Note that for gradient saliency specifically, you can optimize directly for the penalty term with SGD because differentiation is itself a differentiable operation. You can have a loss term like $\sum | r_{1 input saliency} - r_{2 input saliency} |$ and compute its gradient with respect to model parameters (Some notes on doing this with PyTorch). Note that some gradient saliency methods seem to fail basic sanity checks.
Non-differentiable saliency methods like Shapley values can still serve as an optimization target, but you’ll need to use reinforcement learning or other non-gradient optimization approaches. That would probably be very hard.

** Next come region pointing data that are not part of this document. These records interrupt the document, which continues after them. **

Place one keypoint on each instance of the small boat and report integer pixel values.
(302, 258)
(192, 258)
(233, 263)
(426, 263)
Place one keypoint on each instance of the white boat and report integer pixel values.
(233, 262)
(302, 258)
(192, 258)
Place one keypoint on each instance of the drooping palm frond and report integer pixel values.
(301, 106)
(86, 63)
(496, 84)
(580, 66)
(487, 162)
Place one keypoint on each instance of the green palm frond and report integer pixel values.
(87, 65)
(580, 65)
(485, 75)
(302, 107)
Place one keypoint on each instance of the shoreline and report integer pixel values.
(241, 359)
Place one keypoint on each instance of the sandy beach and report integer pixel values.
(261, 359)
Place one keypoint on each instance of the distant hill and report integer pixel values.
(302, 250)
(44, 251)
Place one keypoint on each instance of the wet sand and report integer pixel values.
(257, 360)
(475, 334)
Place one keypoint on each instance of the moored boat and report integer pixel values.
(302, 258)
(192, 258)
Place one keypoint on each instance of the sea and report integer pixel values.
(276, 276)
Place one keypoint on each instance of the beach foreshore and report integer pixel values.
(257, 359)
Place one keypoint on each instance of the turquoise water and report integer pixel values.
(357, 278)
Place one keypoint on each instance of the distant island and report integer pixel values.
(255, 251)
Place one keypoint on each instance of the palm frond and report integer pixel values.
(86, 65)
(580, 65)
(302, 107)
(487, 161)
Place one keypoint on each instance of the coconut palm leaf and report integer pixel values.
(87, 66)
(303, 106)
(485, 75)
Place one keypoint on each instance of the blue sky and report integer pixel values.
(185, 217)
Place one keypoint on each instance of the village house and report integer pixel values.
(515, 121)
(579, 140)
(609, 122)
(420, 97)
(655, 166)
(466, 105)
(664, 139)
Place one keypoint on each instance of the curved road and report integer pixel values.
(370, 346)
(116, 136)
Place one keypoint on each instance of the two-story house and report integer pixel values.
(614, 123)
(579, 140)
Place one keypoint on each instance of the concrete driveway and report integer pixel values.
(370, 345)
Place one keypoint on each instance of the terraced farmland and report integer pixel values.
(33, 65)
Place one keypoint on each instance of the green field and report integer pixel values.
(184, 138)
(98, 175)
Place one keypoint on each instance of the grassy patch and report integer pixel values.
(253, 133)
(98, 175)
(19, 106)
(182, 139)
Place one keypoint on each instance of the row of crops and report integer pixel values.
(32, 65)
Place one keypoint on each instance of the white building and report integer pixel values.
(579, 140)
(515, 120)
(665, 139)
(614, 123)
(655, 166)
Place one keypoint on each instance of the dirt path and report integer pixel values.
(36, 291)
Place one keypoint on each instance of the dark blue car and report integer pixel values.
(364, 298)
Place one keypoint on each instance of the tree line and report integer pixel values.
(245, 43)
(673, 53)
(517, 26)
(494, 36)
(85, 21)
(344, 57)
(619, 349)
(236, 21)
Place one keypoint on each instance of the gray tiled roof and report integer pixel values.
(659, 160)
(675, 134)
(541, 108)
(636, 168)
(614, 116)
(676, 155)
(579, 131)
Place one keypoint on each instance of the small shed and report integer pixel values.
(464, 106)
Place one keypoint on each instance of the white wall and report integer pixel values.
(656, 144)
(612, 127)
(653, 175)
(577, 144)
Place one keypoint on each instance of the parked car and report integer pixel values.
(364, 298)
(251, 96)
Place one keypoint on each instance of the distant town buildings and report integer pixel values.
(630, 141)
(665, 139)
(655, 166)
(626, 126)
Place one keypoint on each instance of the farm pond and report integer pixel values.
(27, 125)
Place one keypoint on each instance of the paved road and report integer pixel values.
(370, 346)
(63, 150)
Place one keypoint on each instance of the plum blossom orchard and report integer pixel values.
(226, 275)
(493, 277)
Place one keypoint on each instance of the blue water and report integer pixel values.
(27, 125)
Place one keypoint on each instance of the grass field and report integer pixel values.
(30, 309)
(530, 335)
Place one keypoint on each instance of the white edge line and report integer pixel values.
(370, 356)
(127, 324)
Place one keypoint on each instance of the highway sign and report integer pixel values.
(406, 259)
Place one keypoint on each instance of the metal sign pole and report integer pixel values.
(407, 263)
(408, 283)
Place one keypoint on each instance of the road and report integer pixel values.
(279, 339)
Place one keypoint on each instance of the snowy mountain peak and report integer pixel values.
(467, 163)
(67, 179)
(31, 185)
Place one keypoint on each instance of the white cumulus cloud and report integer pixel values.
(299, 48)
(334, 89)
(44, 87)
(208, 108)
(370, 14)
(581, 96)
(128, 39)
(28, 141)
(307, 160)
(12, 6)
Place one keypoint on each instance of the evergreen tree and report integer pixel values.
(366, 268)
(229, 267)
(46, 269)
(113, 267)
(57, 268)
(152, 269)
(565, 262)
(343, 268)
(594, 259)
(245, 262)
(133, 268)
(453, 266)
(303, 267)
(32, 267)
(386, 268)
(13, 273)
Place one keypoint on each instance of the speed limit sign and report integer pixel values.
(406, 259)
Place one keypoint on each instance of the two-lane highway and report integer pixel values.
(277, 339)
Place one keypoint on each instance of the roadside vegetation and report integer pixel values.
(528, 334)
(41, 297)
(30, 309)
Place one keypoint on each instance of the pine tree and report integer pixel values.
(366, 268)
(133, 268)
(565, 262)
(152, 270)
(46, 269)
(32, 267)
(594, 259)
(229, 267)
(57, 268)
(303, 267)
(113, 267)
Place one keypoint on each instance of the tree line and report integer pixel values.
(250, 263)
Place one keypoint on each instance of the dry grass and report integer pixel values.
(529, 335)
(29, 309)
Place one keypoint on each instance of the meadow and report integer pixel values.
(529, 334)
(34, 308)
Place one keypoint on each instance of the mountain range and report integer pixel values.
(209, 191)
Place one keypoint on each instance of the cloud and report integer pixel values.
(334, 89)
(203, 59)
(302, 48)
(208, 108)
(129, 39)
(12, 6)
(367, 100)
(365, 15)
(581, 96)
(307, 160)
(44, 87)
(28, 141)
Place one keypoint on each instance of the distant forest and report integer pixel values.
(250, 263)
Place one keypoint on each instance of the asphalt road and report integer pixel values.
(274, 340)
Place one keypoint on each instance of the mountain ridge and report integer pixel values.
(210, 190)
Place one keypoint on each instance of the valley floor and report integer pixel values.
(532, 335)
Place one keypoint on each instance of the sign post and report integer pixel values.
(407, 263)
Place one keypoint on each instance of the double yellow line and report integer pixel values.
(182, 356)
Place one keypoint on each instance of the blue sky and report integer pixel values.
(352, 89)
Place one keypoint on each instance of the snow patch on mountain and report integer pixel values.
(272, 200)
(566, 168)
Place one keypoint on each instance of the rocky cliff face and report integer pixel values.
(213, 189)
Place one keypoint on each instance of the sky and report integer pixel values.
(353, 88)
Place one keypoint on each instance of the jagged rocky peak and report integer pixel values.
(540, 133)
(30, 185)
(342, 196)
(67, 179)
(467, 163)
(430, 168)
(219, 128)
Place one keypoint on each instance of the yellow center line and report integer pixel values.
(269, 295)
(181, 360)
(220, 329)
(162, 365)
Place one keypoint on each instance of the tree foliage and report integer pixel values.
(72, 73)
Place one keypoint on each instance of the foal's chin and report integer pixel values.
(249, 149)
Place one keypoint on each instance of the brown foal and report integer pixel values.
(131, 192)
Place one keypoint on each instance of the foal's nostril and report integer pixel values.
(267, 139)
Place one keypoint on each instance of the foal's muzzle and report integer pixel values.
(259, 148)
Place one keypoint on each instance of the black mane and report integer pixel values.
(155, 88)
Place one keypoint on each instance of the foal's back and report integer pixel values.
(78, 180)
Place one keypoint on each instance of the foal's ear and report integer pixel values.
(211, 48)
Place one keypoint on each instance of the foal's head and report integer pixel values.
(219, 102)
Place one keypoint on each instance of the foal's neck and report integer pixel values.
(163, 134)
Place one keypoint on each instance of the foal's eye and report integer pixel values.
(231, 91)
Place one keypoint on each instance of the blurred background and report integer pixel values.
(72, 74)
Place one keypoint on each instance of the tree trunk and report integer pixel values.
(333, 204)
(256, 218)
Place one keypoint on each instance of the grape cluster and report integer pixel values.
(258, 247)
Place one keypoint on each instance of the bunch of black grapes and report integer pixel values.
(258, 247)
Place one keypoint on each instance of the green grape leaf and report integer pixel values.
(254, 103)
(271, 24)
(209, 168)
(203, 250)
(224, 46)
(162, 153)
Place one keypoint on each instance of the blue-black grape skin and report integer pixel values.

- gwern 8 Dec 2021 22:21 UTC
  13 points
  Parent
  You can also steer optimization to find ‘diverse’ models, like Ridge Rider: https://arxiv.org/abs/2011.06505
  
  I’m not sure how necessary that is. If you want diverse good solutions, that sounds a lot like ‘sampling from the posterior’, and we know thanks to Google burning a huge number of TPU-hours on true HMC-sampling from Bayesian neural networks that ‘deep ensembles’ (ie training multiple random initializations from scratch on the same dataset) actually provide you a pretty good sample from the posterior. If there are lots of equally decent ways to classify an image expressible in a NN, then the deep ensemble will sample from them (and that is presumably why ensembling improves: because they all are doing something different, instead of weighting the same features the same amount). If that’s not adequate, it’d be good to think about what one really wants instead, and how to build that in (maybe one wants to do data augmentation to erase color from one dataset/model and shapes from another, to encourage a ventral-dorsal split or something).
  - Stuart_Armstrong 9 Dec 2021 16:29 UTC
    2 points
    Parent
    Thanks! Very useful feedback.